Sans titre - Pianiste 1943

Oscar Cahén, Untitled (Piano Player) (Sans titre - Pianiste), 1943

Conté sur papier vélin, 50,8 x 38,1 cm

Collection privée

Art Canada Institute, Geraldine Carpenter, Oscar Cahén with a guitar, c. 1945
Oscar Cahén avec une guitare, v. 1945. Photographie de Geraldine Carpenter. 
Art Canada Institute, Oscar Cahen, A Night Out in Montreal,” Weekend, December 28, 1956
Oscar Cahén, illustration pour « A Night Out in Montreal » (« Soirée montréalaise »), Weekend, 28 décembre 1956, page justificative.

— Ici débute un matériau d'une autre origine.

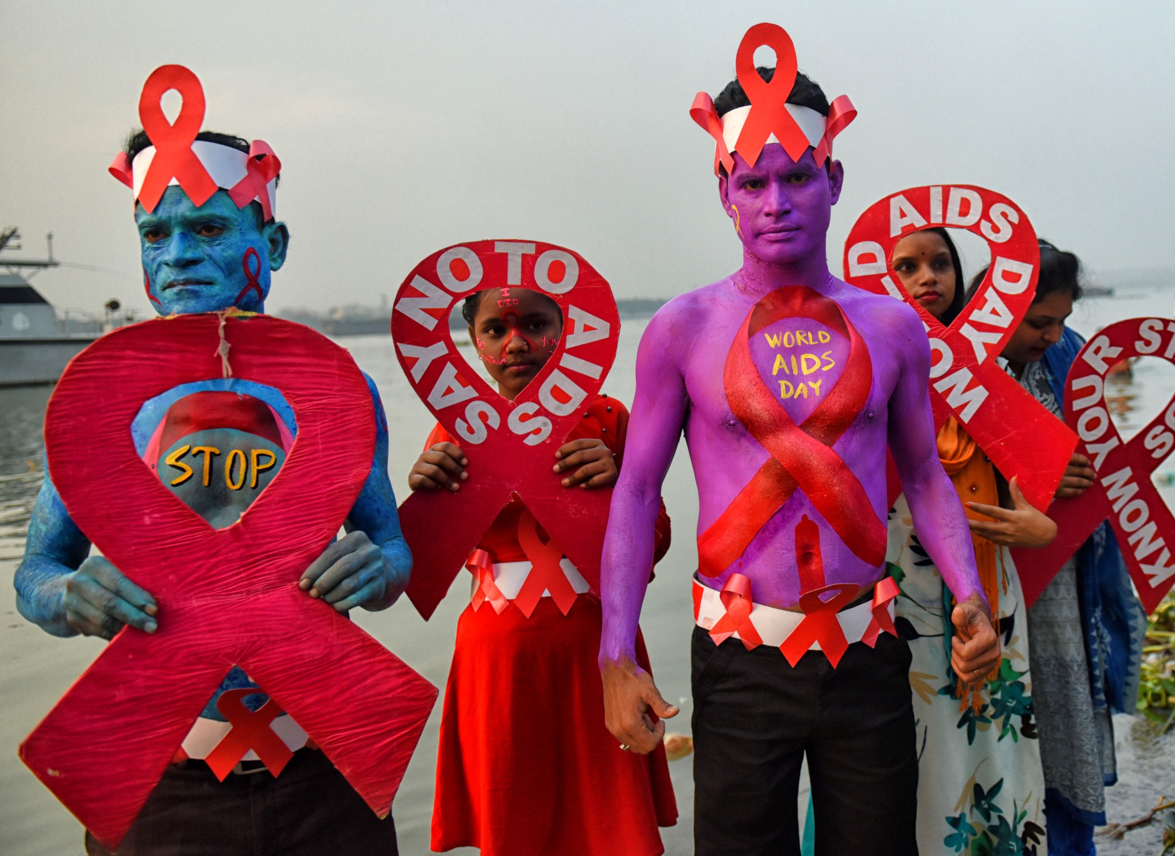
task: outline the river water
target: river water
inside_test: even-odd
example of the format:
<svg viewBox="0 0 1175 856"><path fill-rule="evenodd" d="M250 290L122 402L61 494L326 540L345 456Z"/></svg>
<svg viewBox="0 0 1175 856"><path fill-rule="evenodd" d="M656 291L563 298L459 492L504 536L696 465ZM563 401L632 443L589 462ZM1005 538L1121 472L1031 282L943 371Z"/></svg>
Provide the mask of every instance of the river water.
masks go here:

Mordu de jazz et de vie nocturne, Oscar Cahén joue lui-même de la guitare et de la clarinette. Gerry Waldston, qui est apprenti avec lui au studio Rapid, Grip and Batten en 1944, se rappellera plus tard : « il était fou de musique et quand il dessinait sur ce thème, ça allait tout seul! Tout seul! » La qualité gestuelle et la spontanéité de cette esquisse d’un pianiste attestent d’ailleurs cette aisance.

 

En 1943, ce dessin de Cahén est inclus dans une exposition présentée à l’Art Association of Montreal (aujourd’hui le Musée des beaux-arts de Montréal), qui est alors le centre de diffusion artistique le plus prestigieux de la ville. Les traits du musicien afro-américain sont simplifiés et grossis, un peu à la manière d’Al Hirschfeld (1903-2003), le caricaturiste des célébrités, ou encore du caricaturiste politique québécois Robert LaPalme (1908-1997). Ils seraient vus de nos jours comme des stéréotypes ethniques choquants, mais selon les normes de 1943, il ne s’agit pas d’un manque de respect. Les courbes gracieuses et maîtrisées du bras, du dos et de la tête très droite et digne, contrastent avec le brouillamini des doigts qui courent sur le clavier et traduisent à merveille l’assurance et la dextérité du musicien. Un chroniqueur écrit : « Oscar Cahén est particulièrement doué pour les personnages en mouvement; il y réussit très bien », et un autre d’ajouter : « le pianiste boogie-woogie nous a paru superbe ».

 

Cela lui vaudra de nombreuses commandes d’illustrations sur le thème des nuits élégantes. En 1956, bien qu’il vive à Oakville, il se hasarde de nouveau à Montréal comme journaliste-illustrateur : il compte décrire le monde des clubs de la métropole. Étonnamment, c’est lui-même qui a l’idée de cette série, et les dessins sont produits avant le texte, ce qui montre l’estime dont l’honorent les éditeurs.